Other projects included digital student portfolios, student recorded videos on topics such as Digital Citizenship and Preventing Cyber Bullying, and fifth graders writing graphic novels on the Civil War. Another potentially effective project was fourth grade blogs in which students rotated responsibilities for recapping the week’s learning in each of the subject areas. This might prove to be a good way to review and allow for needed repetition on the previous week’s lessons, as well as writing practice for the bloggers.
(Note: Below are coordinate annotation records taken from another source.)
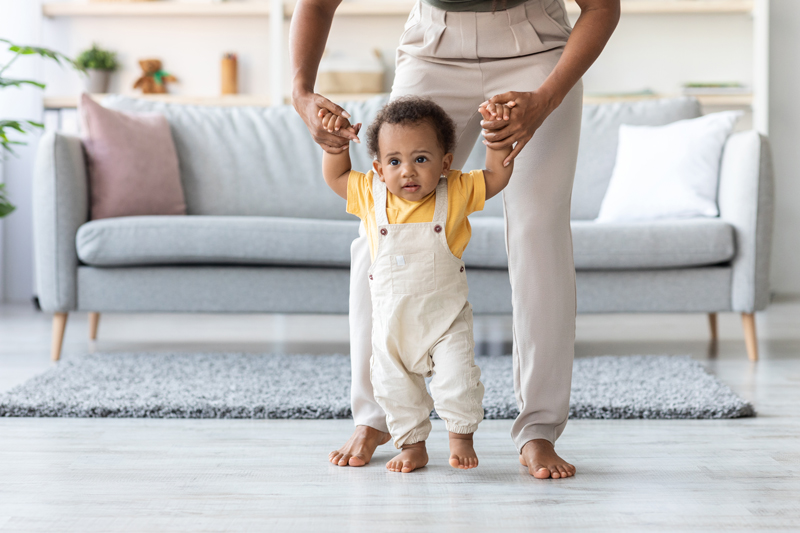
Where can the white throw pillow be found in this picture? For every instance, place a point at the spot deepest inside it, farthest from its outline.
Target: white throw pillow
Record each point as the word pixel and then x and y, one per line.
pixel 669 171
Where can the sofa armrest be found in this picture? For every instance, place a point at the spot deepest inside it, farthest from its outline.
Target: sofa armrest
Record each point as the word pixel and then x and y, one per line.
pixel 746 201
pixel 60 206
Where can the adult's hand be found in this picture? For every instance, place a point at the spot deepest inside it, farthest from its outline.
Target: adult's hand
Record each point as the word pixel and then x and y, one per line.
pixel 334 140
pixel 528 112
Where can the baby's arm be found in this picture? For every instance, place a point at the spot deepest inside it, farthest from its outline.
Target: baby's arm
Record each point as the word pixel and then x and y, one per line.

I attended a session on Visualization, which emphasized the importance of using visual images during our teaching to be sure students get a good enough picture in their minds to help them grasp content. The most important take-away for me was an introduction to two new NASA websites. One is Eyes on Earth NASA, which would be helpful for teaching earth science topics, and the other is Eyes on the Solar System NASA. We have used other solar system sites from NASA in our third grade unit, but this new one will enrich our study of the solar system by allowing us to look at features such as comets, asteroids, planets and galaxies separately and view celestial bodies from many different perspectives, very interactively.